Definite Integral of 1/x from 0 to 1 problem

[TylerH]

Given that 1/x is symetric across y=x, why can't we say $$\int^1_0 1/x - x dx= \int^\infty_1 1/x + x dx$$? Geometrically, it makes sense, but ln(0) is clearly undefined.

 

[matiasmorant]

from 1 to infinity the integral is unboundedly large. ln(x) tends to -infinity as x tends to 0, so the other integral is also unboundedly large. I think there's nothing wrong with saying the areas are equal

 

[TylerH]

Yeah... I should have waited to post. I solved it and got x=0, but I'm not sure that means anything...

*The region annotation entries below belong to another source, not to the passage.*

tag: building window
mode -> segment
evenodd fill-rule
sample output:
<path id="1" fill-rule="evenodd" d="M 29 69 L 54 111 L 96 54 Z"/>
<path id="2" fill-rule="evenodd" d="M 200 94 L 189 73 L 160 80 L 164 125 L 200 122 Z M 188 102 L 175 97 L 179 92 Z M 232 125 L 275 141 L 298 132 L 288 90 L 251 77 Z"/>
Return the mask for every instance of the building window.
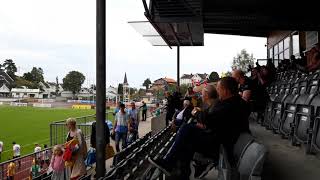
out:
<path id="1" fill-rule="evenodd" d="M 298 32 L 292 35 L 292 55 L 300 56 L 300 43 Z"/>
<path id="2" fill-rule="evenodd" d="M 273 47 L 269 49 L 269 58 L 273 58 Z"/>
<path id="3" fill-rule="evenodd" d="M 306 49 L 309 50 L 313 45 L 318 43 L 318 32 L 307 31 L 306 32 Z"/>

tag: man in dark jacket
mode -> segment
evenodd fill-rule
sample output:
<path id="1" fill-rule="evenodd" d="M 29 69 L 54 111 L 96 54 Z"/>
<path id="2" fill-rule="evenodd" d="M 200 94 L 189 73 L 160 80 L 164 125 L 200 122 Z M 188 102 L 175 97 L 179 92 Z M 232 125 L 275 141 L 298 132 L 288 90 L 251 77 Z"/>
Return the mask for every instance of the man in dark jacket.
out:
<path id="1" fill-rule="evenodd" d="M 209 94 L 205 103 L 213 101 L 213 86 L 206 87 L 202 94 Z M 190 161 L 195 152 L 218 158 L 218 151 L 223 144 L 228 152 L 232 152 L 240 133 L 249 131 L 248 117 L 250 107 L 238 94 L 238 83 L 234 78 L 222 78 L 217 84 L 220 101 L 205 110 L 204 119 L 195 124 L 186 124 L 180 128 L 175 142 L 164 159 L 149 161 L 168 176 L 177 161 L 182 164 L 183 179 L 190 174 Z M 217 159 L 216 159 L 217 160 Z"/>

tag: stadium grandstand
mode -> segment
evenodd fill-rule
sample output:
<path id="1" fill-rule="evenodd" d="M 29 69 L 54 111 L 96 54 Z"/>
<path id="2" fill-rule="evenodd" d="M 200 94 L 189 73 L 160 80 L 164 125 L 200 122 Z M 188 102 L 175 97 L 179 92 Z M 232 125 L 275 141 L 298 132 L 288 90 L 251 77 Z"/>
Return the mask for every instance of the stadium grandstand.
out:
<path id="1" fill-rule="evenodd" d="M 151 132 L 116 153 L 111 167 L 106 167 L 106 5 L 105 0 L 97 0 L 97 162 L 79 179 L 185 179 L 181 178 L 185 167 L 178 166 L 169 176 L 150 161 L 165 159 L 181 134 L 165 125 L 168 108 L 150 118 Z M 232 151 L 219 147 L 217 162 L 194 153 L 193 161 L 215 166 L 203 179 L 319 179 L 320 22 L 314 1 L 142 0 L 142 5 L 145 12 L 141 13 L 148 21 L 129 23 L 152 45 L 176 47 L 178 86 L 180 47 L 204 46 L 204 33 L 267 38 L 268 59 L 252 67 L 261 74 L 269 72 L 264 84 L 265 105 L 251 109 L 250 133 L 239 134 Z M 154 34 L 148 34 L 148 27 Z M 251 75 L 253 69 L 248 69 Z M 230 129 L 237 128 L 233 126 L 230 124 Z M 6 179 L 7 165 L 0 164 L 0 178 Z M 195 179 L 195 168 L 191 171 L 190 179 Z M 50 174 L 39 177 L 50 178 Z"/>

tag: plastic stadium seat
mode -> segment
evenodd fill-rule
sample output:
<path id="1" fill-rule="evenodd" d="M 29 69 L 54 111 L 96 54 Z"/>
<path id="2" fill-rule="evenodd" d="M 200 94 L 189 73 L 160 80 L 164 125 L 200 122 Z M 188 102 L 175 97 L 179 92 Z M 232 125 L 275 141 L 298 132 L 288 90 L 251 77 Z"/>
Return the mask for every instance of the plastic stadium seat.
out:
<path id="1" fill-rule="evenodd" d="M 290 137 L 293 133 L 294 127 L 294 117 L 296 114 L 296 105 L 295 104 L 287 104 L 286 109 L 284 110 L 283 116 L 281 118 L 281 127 L 280 133 L 283 137 Z"/>
<path id="2" fill-rule="evenodd" d="M 244 151 L 247 149 L 247 147 L 254 141 L 254 137 L 251 134 L 248 133 L 242 133 L 240 134 L 236 144 L 234 145 L 233 148 L 233 155 L 234 155 L 234 160 L 238 162 L 243 155 Z"/>
<path id="3" fill-rule="evenodd" d="M 307 144 L 307 153 L 310 152 L 310 143 L 313 127 L 313 107 L 307 105 L 298 105 L 294 125 L 293 144 L 296 142 Z"/>
<path id="4" fill-rule="evenodd" d="M 257 142 L 251 143 L 240 159 L 238 172 L 240 180 L 261 179 L 267 148 Z"/>
<path id="5" fill-rule="evenodd" d="M 320 152 L 320 108 L 316 110 L 310 152 Z"/>
<path id="6" fill-rule="evenodd" d="M 307 94 L 307 99 L 304 104 L 309 105 L 313 98 L 318 94 L 319 91 L 319 80 L 311 80 L 309 83 L 309 88 L 308 88 L 308 94 Z"/>
<path id="7" fill-rule="evenodd" d="M 276 103 L 274 105 L 272 122 L 270 124 L 271 125 L 271 129 L 276 133 L 279 133 L 282 113 L 283 113 L 283 105 L 282 105 L 282 103 L 281 102 Z"/>
<path id="8" fill-rule="evenodd" d="M 284 107 L 286 107 L 288 103 L 293 104 L 295 101 L 295 97 L 298 97 L 299 83 L 295 83 L 291 89 L 292 89 L 291 93 L 287 95 L 287 97 L 283 101 Z"/>

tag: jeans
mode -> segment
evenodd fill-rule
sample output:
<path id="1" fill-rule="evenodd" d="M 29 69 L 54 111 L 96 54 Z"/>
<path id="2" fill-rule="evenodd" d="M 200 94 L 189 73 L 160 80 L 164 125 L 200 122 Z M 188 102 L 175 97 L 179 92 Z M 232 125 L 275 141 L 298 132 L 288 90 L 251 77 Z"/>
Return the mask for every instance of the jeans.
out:
<path id="1" fill-rule="evenodd" d="M 195 152 L 216 160 L 219 156 L 219 143 L 215 141 L 213 133 L 199 129 L 195 124 L 183 124 L 164 160 L 172 167 L 179 161 L 184 167 L 182 174 L 188 176 Z"/>
<path id="2" fill-rule="evenodd" d="M 122 141 L 122 149 L 127 147 L 127 132 L 116 132 L 115 134 L 115 143 L 116 151 L 120 151 L 120 141 Z"/>

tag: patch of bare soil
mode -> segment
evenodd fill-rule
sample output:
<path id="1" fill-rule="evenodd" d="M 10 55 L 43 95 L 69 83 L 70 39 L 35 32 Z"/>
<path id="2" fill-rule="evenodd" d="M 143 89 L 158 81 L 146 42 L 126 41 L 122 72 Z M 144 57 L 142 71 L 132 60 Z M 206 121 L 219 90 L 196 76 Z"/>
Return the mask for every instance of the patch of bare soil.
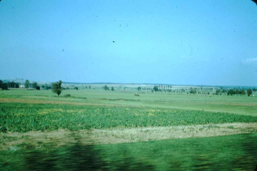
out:
<path id="1" fill-rule="evenodd" d="M 257 123 L 225 123 L 187 126 L 91 129 L 72 132 L 60 130 L 48 132 L 8 132 L 0 134 L 0 150 L 15 149 L 17 145 L 59 146 L 75 143 L 79 138 L 84 144 L 106 144 L 206 137 L 257 132 Z"/>
<path id="2" fill-rule="evenodd" d="M 24 96 L 27 97 L 35 98 L 42 98 L 43 96 Z M 43 98 L 47 98 L 48 97 L 44 96 Z M 2 103 L 32 103 L 34 104 L 69 104 L 75 105 L 90 105 L 92 106 L 132 106 L 128 105 L 122 105 L 118 104 L 101 104 L 100 103 L 86 103 L 80 102 L 68 102 L 61 101 L 54 101 L 53 100 L 44 100 L 38 99 L 26 99 L 19 98 L 0 98 L 0 102 Z"/>

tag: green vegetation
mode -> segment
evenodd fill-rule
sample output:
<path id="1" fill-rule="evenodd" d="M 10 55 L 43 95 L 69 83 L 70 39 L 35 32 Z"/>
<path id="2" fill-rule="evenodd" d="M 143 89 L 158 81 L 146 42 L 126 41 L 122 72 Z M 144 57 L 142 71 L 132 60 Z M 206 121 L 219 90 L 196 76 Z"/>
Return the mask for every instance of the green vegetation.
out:
<path id="1" fill-rule="evenodd" d="M 257 117 L 148 108 L 11 103 L 0 107 L 0 125 L 19 132 L 257 122 Z"/>
<path id="2" fill-rule="evenodd" d="M 255 97 L 227 96 L 224 89 L 212 90 L 218 95 L 210 96 L 208 92 L 206 94 L 190 94 L 190 89 L 186 90 L 188 95 L 183 90 L 173 93 L 167 90 L 170 87 L 160 86 L 157 88 L 163 90 L 152 92 L 152 89 L 144 88 L 140 96 L 137 97 L 134 94 L 139 90 L 137 86 L 125 90 L 115 87 L 115 91 L 100 92 L 99 87 L 102 89 L 103 86 L 92 85 L 89 89 L 76 86 L 79 87 L 78 90 L 70 86 L 63 90 L 63 94 L 59 98 L 46 89 L 0 91 L 0 144 L 2 147 L 5 146 L 0 151 L 0 170 L 253 170 L 255 168 L 256 130 L 249 134 L 93 145 L 85 144 L 79 136 L 80 132 L 89 128 L 116 130 L 207 124 L 201 127 L 201 130 L 220 129 L 220 125 L 213 125 L 216 124 L 256 123 Z M 204 93 L 203 89 L 198 90 Z M 234 125 L 227 125 L 226 128 L 233 131 L 238 130 Z M 30 144 L 30 140 L 24 140 L 32 132 L 47 136 L 64 130 L 71 134 L 67 138 L 70 141 L 62 142 L 62 139 L 50 137 L 51 142 L 40 140 Z M 88 141 L 91 142 L 92 140 L 88 137 Z M 11 147 L 8 146 L 10 144 Z"/>
<path id="3" fill-rule="evenodd" d="M 2 170 L 254 170 L 256 133 L 58 148 L 39 142 L 1 152 Z"/>
<path id="4" fill-rule="evenodd" d="M 52 91 L 53 93 L 57 94 L 58 95 L 58 97 L 59 97 L 59 95 L 62 90 L 61 86 L 62 83 L 62 82 L 60 80 L 59 82 L 57 82 L 56 83 L 54 83 L 52 84 L 52 87 L 53 87 Z"/>

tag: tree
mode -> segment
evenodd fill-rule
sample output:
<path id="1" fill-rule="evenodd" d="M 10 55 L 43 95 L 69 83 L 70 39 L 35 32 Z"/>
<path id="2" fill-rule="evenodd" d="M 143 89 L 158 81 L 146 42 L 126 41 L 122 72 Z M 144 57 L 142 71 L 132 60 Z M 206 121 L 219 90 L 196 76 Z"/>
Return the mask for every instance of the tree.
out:
<path id="1" fill-rule="evenodd" d="M 230 89 L 227 91 L 227 95 L 229 95 L 230 94 L 231 96 L 236 94 L 236 92 L 234 90 L 234 89 Z"/>
<path id="2" fill-rule="evenodd" d="M 153 90 L 154 90 L 155 92 L 157 92 L 159 90 L 158 89 L 158 87 L 157 86 L 154 86 L 153 87 Z"/>
<path id="3" fill-rule="evenodd" d="M 217 89 L 216 90 L 216 95 L 218 95 L 219 93 L 221 92 L 221 90 L 219 89 Z"/>
<path id="4" fill-rule="evenodd" d="M 236 94 L 238 96 L 238 95 L 240 94 L 240 90 L 239 90 L 239 89 L 238 88 L 237 88 L 236 90 L 236 91 L 235 92 L 235 93 L 236 93 Z"/>
<path id="5" fill-rule="evenodd" d="M 25 82 L 25 84 L 24 85 L 25 86 L 25 88 L 27 88 L 29 87 L 29 85 L 30 81 L 27 79 L 26 80 Z"/>
<path id="6" fill-rule="evenodd" d="M 250 96 L 250 95 L 252 94 L 252 90 L 251 89 L 251 88 L 249 88 L 247 90 L 247 95 L 248 95 L 248 96 Z"/>
<path id="7" fill-rule="evenodd" d="M 34 82 L 32 83 L 32 87 L 33 88 L 35 88 L 36 87 L 38 86 L 38 83 L 36 82 Z"/>
<path id="8" fill-rule="evenodd" d="M 59 95 L 62 92 L 62 87 L 61 85 L 62 82 L 61 80 L 59 81 L 59 82 L 57 82 L 56 83 L 54 83 L 52 84 L 52 90 L 53 93 L 54 93 L 57 94 L 58 95 L 58 97 Z"/>
<path id="9" fill-rule="evenodd" d="M 105 90 L 109 90 L 109 87 L 108 87 L 106 85 L 104 86 L 104 89 Z"/>
<path id="10" fill-rule="evenodd" d="M 196 89 L 195 88 L 194 88 L 193 90 L 192 87 L 190 87 L 190 89 L 191 89 L 190 91 L 189 92 L 189 93 L 193 94 L 195 94 L 196 93 Z"/>
<path id="11" fill-rule="evenodd" d="M 246 93 L 245 91 L 244 90 L 243 88 L 242 88 L 240 92 L 240 94 L 242 95 L 245 95 Z"/>

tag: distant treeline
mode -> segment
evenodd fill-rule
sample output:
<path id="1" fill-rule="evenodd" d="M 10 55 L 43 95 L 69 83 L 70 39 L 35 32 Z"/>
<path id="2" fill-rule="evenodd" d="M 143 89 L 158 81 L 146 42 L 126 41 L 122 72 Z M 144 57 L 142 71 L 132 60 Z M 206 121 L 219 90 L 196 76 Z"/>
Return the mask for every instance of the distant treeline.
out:
<path id="1" fill-rule="evenodd" d="M 8 88 L 19 88 L 19 84 L 14 81 L 4 83 L 2 80 L 0 80 L 0 88 L 2 89 L 8 90 Z"/>

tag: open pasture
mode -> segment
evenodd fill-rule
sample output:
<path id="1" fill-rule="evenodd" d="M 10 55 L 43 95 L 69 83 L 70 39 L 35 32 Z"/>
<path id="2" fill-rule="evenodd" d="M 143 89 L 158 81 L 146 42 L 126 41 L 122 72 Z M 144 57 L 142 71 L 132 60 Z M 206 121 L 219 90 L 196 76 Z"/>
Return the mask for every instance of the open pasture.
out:
<path id="1" fill-rule="evenodd" d="M 135 92 L 139 93 L 140 96 L 134 95 Z M 70 94 L 71 97 L 65 97 L 67 94 Z M 23 99 L 32 101 L 40 99 L 44 100 L 44 103 L 75 102 L 73 104 L 168 108 L 257 116 L 257 97 L 247 96 L 210 96 L 153 93 L 150 91 L 146 93 L 143 90 L 136 91 L 135 89 L 126 91 L 102 90 L 100 93 L 99 89 L 88 89 L 64 90 L 60 97 L 56 97 L 57 95 L 50 90 L 27 91 L 18 89 L 16 91 L 11 90 L 0 92 L 0 97 L 2 98 L 18 99 L 20 99 L 19 102 L 21 102 Z M 3 102 L 4 101 L 2 100 Z M 17 100 L 13 101 L 15 102 Z"/>
<path id="2" fill-rule="evenodd" d="M 254 169 L 254 97 L 135 92 L 0 92 L 0 169 Z"/>

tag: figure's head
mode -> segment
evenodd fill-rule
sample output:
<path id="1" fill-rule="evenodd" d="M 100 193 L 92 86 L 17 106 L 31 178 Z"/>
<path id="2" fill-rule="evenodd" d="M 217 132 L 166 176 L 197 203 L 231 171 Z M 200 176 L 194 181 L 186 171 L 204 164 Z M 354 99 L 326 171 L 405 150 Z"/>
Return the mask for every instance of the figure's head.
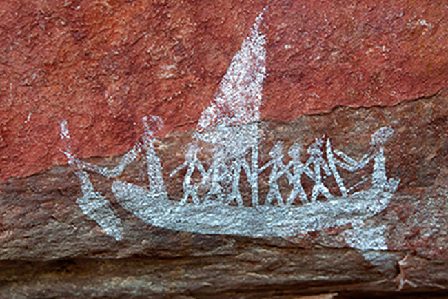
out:
<path id="1" fill-rule="evenodd" d="M 325 137 L 325 136 L 324 136 Z M 313 144 L 308 147 L 308 154 L 312 156 L 322 156 L 322 145 L 323 144 L 323 138 L 316 138 Z"/>
<path id="2" fill-rule="evenodd" d="M 272 158 L 279 157 L 280 156 L 281 156 L 283 151 L 283 143 L 282 141 L 278 141 L 274 145 L 274 147 L 272 147 L 271 152 L 269 152 L 269 155 Z"/>
<path id="3" fill-rule="evenodd" d="M 301 156 L 301 151 L 302 150 L 302 146 L 298 143 L 295 142 L 289 150 L 288 150 L 288 155 L 293 159 L 298 159 Z"/>
<path id="4" fill-rule="evenodd" d="M 185 160 L 192 160 L 197 154 L 199 150 L 199 145 L 195 140 L 192 141 L 188 144 L 188 147 L 185 150 Z"/>
<path id="5" fill-rule="evenodd" d="M 371 145 L 383 145 L 394 134 L 394 129 L 390 126 L 383 127 L 371 134 Z"/>

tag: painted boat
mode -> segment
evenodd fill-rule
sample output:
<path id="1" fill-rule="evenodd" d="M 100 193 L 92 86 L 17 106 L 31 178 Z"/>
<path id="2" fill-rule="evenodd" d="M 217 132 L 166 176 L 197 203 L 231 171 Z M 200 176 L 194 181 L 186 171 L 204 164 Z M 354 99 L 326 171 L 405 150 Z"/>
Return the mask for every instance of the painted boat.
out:
<path id="1" fill-rule="evenodd" d="M 181 204 L 121 181 L 114 181 L 112 188 L 124 209 L 159 227 L 263 238 L 292 236 L 359 223 L 387 207 L 398 183 L 389 191 L 372 188 L 289 207 L 231 206 L 214 201 Z"/>

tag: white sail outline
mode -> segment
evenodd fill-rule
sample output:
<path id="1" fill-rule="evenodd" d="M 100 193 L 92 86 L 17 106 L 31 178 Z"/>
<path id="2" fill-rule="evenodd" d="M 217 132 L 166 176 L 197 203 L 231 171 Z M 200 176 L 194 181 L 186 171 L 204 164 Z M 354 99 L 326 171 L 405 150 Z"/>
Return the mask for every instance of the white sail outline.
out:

$$\int^1_0 (1/x - x)dx = \int^\infty_1 dx/x + \int^1_0 xdx$$
$$\right[lnx\left]^1_0 - x^2/2 = \right[lnx\left]^\infty_1 + x^2/2$$
$$ln1 - \lim_{x \to 0+}lnx = \lim_{x \to \infty}lnx + ln1 + x^2$$
$$-\lim_{x \to 0+}lnx = \lim_{x \to \infty}lnx + x^2$$
$$\lim_{x \to \infty}lnx + \lim_{x \to 0+}lnx + x^2 = 0$$
$$\lim_{x \to \infty}(lnx + ln1/x)+x^2=0$$
$$\lim_{x \to \infty}\frac{x}{x}+x^2=0$$
and so on...

What is the geometric interpretation of x=0?